The faerie’s golden hair cut through the dark mist of early dawn. She was oblivious to the hungry jackals trailing her.

“I know she’s here. She will not escape this time.” Her red velvet cape rustled softly with the chilly wind. Why will a young faerie be out at this time? She moved stealthily in between the thorny shrubs, their thorns clawing at the rich fabric of her cape. Then she saw her target, a hooded figure standing by an oak tree.

“Is she waiting for me?” thought the fairie. She took out a silver dagger from its sheath tied to her waist. “Somebody should stop her. She already got me into a lot of trouble. Father will get mad if I embarrass him.”

Before the moon hid behind its minion clouds, the fairie saw her target. It surprised her that she did not have any trouble getting close. Even the jackals crept nearby.

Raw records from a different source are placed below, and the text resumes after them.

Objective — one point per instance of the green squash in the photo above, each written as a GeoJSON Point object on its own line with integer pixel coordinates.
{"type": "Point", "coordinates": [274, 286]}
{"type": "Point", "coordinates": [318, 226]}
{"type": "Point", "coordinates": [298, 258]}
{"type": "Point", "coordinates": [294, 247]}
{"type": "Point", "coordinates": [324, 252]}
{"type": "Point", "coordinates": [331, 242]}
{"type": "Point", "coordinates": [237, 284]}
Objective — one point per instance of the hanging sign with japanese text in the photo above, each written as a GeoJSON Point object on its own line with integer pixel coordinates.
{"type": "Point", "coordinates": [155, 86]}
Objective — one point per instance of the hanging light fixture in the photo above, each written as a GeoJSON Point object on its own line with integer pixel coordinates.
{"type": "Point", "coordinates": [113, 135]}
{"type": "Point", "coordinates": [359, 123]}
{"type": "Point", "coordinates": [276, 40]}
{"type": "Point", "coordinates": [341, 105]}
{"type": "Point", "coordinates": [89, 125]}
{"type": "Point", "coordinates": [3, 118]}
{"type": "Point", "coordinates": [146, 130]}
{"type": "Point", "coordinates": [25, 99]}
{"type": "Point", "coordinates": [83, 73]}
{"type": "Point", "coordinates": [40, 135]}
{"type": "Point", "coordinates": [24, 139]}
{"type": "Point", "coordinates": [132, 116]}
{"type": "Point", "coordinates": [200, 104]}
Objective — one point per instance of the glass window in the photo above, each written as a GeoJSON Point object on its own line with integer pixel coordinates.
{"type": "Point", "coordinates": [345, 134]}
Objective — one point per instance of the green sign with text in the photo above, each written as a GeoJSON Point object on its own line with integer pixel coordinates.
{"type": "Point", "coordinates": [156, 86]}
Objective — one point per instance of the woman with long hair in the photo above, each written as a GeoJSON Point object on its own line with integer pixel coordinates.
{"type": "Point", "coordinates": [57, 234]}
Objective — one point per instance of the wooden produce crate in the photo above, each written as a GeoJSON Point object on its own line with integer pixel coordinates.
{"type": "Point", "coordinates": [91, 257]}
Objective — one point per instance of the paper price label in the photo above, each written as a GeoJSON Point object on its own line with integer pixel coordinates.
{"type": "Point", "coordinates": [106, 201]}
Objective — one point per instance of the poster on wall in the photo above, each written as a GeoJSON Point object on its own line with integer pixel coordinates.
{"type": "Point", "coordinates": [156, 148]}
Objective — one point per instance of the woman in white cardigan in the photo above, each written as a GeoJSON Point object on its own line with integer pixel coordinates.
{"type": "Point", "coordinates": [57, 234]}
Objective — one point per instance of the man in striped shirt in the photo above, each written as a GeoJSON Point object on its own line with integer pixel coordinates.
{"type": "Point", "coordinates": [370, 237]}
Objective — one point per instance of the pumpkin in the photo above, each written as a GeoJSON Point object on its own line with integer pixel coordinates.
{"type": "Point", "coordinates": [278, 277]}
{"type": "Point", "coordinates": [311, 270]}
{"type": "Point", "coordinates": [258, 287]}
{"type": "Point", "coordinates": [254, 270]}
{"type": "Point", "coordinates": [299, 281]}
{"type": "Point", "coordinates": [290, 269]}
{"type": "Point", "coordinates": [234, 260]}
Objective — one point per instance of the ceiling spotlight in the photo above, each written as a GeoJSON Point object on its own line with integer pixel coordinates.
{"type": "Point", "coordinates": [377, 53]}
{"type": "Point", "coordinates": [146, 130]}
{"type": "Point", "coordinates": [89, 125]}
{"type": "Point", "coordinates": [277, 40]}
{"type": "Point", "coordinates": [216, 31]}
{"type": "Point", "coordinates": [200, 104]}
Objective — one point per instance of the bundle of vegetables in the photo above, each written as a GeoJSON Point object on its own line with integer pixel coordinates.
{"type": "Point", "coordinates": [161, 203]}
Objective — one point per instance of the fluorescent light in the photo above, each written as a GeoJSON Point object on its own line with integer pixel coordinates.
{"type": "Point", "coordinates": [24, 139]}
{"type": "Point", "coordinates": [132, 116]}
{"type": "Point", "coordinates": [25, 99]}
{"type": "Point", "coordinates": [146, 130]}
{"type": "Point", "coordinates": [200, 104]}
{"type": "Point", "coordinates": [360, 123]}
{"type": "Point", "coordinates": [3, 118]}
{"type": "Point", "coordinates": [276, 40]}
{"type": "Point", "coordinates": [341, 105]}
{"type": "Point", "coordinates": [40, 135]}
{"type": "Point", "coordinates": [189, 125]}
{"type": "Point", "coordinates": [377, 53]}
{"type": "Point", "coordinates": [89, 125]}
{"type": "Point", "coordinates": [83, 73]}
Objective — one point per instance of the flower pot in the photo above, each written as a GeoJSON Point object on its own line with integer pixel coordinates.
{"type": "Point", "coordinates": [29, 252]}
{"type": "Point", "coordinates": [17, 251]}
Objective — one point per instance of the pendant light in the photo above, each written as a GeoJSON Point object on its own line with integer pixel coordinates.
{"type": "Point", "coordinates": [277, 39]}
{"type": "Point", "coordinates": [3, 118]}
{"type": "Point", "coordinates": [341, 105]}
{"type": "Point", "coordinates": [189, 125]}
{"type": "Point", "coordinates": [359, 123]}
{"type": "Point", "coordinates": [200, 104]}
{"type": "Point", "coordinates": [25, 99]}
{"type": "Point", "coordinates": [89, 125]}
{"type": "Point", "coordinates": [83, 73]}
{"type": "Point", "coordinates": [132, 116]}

The figure remained still, unmindful to the danger behind her. Only her black cape moved. “You have to be stopped.” The fairie looked around. “Nobody has to know.” The dagger felt cool and unfeeling in the fairie’s hands, strangely mimicking her emotions. As she thrust it into the target’s back, the paradox of time came into effect. Everything happened so fast yet she was watched the scene unfold slowly as if time eerily dragged its feet. No sound emitted from the target even as her body hit the ground.

“There is no blood,” was the fairie’s first thought. Until she saw the first trickle touch the ground underneath the target’s hood. “Why is her blood so bright?” The moon peeked out of its hiding, shining into the murderer and her victim. “Why is her blood so bright? What does she look like?”

Instead of fleeing the scene, her curiosity got the better of her. She knelt down beside her victim, not pained by even the slightest morsel of remorse. Part of the hood hid the lifeless figure’s face.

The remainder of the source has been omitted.